Yesterday's BBC Horizon programme was on cold fusion, which most people thought was a dead duck after widespread failure to replicate the original claims by Ponds and Fleischmann. (Even Fleischmann, it appears, now accepts that these claims were mistaken.) However, Dr Rusi Taleyarkhan at Oak Ridge National Laboratory has recently revived cold fusion using a different technique based on sonoluminescence. His research has been published in the leading US science journal, although not everyone in the field accepts his claims. Horizon set out to replicate his work and see if in fact neutrons were being generated. The attempt failed. Horizon asked Taleyarkhan to comment; he said that the failure was due to not following his technique sufficiently accurately.

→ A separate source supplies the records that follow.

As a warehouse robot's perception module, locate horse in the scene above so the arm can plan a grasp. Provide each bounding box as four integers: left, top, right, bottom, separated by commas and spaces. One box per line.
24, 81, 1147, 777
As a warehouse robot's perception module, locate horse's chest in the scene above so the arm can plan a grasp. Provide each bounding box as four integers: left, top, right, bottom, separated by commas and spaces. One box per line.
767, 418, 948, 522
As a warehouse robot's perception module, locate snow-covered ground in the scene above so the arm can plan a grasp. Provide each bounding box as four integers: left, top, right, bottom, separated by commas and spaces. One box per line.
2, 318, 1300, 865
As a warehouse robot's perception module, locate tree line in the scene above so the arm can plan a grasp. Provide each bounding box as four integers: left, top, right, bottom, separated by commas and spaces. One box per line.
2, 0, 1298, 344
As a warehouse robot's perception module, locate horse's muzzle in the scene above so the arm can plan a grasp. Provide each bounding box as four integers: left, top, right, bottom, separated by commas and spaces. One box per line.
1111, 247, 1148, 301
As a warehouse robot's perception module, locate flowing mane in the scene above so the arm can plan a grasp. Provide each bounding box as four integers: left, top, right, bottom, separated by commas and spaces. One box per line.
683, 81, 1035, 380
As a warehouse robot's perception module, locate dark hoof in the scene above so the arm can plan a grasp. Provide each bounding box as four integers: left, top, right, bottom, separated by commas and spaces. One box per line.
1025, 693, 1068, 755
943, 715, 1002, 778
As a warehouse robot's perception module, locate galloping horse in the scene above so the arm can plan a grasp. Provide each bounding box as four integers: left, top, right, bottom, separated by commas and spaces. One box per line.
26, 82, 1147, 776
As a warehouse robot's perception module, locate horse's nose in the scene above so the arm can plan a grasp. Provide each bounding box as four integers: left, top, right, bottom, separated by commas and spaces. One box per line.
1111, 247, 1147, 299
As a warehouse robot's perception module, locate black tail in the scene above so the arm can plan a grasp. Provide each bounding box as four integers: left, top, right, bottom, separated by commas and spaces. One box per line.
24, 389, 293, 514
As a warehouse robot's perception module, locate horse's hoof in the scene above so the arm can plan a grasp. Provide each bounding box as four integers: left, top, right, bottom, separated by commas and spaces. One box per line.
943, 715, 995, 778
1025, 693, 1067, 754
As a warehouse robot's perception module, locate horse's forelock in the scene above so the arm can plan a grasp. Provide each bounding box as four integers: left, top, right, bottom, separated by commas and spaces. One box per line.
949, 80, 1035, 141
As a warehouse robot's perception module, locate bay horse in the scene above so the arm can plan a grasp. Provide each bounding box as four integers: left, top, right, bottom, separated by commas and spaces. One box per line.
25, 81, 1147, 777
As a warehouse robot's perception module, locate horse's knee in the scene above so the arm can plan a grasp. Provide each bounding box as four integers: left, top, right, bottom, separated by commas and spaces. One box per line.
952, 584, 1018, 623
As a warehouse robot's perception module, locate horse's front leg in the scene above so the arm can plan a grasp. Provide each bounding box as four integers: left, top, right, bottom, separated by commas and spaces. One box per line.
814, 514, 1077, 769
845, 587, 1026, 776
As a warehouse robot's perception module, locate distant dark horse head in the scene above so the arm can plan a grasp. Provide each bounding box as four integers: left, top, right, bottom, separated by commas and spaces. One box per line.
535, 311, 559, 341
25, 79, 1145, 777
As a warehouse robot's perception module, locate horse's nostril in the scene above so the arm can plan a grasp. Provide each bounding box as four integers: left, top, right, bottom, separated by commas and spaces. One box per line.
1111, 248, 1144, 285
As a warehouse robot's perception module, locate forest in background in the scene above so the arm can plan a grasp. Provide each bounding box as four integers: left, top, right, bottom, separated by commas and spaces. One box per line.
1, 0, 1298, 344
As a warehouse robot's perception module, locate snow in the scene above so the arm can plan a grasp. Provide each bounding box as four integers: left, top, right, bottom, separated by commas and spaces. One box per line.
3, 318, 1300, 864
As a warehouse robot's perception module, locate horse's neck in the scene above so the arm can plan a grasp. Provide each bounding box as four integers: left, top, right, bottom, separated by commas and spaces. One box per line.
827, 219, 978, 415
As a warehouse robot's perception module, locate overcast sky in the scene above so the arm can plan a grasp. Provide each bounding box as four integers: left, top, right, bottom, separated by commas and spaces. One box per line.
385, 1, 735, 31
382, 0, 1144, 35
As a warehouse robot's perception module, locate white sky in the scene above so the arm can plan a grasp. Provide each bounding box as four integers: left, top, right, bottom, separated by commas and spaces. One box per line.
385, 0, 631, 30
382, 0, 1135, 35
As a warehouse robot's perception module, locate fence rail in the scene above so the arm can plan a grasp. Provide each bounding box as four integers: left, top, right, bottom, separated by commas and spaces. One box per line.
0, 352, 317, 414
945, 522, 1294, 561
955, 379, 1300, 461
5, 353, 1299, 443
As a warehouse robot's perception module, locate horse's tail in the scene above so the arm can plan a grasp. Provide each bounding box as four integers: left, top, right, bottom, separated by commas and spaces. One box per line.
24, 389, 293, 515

All this is oddly reminiscent of the claims and counter-claims that have dogged other contentious research such as that into homeopathic dilutions. Homeopaths claim that the highly dilute solutions they use (so highly dilute that there should be no molecules of the original substance left) reveal astonishing properties of water. The late Jacques Beneviste published research on this question in Nature and the consequent furore largely put paid to his scientific career. However, research on homeopathic dilutions still continues and positive results continue to be claimed.

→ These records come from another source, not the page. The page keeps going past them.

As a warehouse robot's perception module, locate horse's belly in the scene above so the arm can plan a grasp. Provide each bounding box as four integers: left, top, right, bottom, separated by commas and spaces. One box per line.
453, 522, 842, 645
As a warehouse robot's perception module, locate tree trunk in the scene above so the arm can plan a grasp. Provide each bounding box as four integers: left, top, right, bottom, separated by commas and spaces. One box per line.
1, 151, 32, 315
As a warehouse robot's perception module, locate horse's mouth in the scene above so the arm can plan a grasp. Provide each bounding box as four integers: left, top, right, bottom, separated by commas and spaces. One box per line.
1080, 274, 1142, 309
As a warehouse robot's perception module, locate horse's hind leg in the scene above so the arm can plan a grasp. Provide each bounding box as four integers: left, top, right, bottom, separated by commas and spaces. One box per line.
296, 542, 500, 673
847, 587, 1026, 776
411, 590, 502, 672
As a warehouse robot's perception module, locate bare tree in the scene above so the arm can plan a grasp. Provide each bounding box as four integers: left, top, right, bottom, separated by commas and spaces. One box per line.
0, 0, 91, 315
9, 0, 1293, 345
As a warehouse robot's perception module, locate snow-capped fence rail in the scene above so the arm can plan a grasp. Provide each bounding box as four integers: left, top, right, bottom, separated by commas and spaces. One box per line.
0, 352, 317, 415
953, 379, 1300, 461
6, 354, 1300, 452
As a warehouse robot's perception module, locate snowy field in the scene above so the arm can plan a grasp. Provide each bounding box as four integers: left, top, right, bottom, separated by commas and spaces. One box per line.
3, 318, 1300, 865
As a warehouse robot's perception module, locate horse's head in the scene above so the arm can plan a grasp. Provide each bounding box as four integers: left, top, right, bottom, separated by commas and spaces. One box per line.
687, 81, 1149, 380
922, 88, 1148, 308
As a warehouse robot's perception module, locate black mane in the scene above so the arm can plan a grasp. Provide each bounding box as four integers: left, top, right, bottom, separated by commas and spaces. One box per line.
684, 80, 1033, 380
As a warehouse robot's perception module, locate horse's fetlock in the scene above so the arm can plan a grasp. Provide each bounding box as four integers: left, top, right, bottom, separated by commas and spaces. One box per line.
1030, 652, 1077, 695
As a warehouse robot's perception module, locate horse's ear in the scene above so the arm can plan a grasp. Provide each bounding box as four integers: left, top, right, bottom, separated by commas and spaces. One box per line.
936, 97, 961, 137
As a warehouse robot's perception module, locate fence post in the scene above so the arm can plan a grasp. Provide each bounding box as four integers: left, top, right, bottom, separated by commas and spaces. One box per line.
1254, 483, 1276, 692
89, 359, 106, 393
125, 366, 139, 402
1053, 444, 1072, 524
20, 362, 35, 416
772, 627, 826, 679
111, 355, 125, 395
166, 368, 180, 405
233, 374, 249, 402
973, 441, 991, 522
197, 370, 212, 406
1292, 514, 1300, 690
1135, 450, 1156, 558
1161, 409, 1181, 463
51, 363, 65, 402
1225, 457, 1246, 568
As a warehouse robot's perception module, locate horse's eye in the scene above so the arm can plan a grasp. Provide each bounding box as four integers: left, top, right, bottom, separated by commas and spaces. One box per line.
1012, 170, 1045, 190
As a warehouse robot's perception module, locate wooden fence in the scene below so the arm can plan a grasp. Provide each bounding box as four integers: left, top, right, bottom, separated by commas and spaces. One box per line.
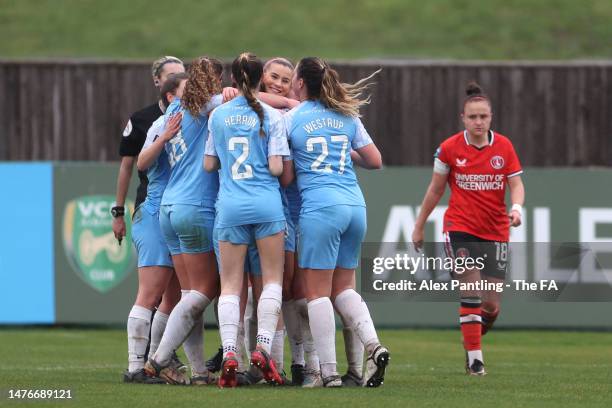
1, 59, 611, 166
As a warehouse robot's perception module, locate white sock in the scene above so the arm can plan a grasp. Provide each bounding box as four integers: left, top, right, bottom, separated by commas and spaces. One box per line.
256, 283, 282, 354
153, 290, 210, 366
218, 295, 241, 356
295, 298, 319, 371
184, 312, 206, 375
271, 330, 285, 370
307, 297, 337, 378
127, 305, 152, 372
334, 289, 379, 355
343, 327, 364, 378
468, 350, 484, 366
283, 300, 305, 366
237, 322, 247, 371
149, 311, 169, 358
244, 287, 257, 352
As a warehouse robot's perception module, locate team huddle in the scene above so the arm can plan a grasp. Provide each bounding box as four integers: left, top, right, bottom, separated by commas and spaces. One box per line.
113, 52, 524, 388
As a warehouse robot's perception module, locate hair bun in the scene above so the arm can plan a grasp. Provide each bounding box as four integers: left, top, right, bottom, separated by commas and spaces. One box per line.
465, 81, 483, 96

One big difference between homeopathy and cold fusion is the amount of attention they receive. If cold fusion were ever shown to work the results would be enormously significant. We would have a cheap pollution-free and inexhaustible source of energy for ever. Homeopathy, in contrast, is very small beer. So while cold fusion attracts millions of dollars of funding and is focused on by research groups all over the world, homeopathic research has to be carried out on the proverbial shoe string. As a result, I doubt if a consensus about it will ever be reached.
In fact, Horizon did do their own research on homeopathy last year and, as in the present case, they reached a negative conclusion. Predictably, this did not have more than a minor effect on homeopaths, who simply dismissed the research as flawed, for much the same reasons as Taleyarkhan.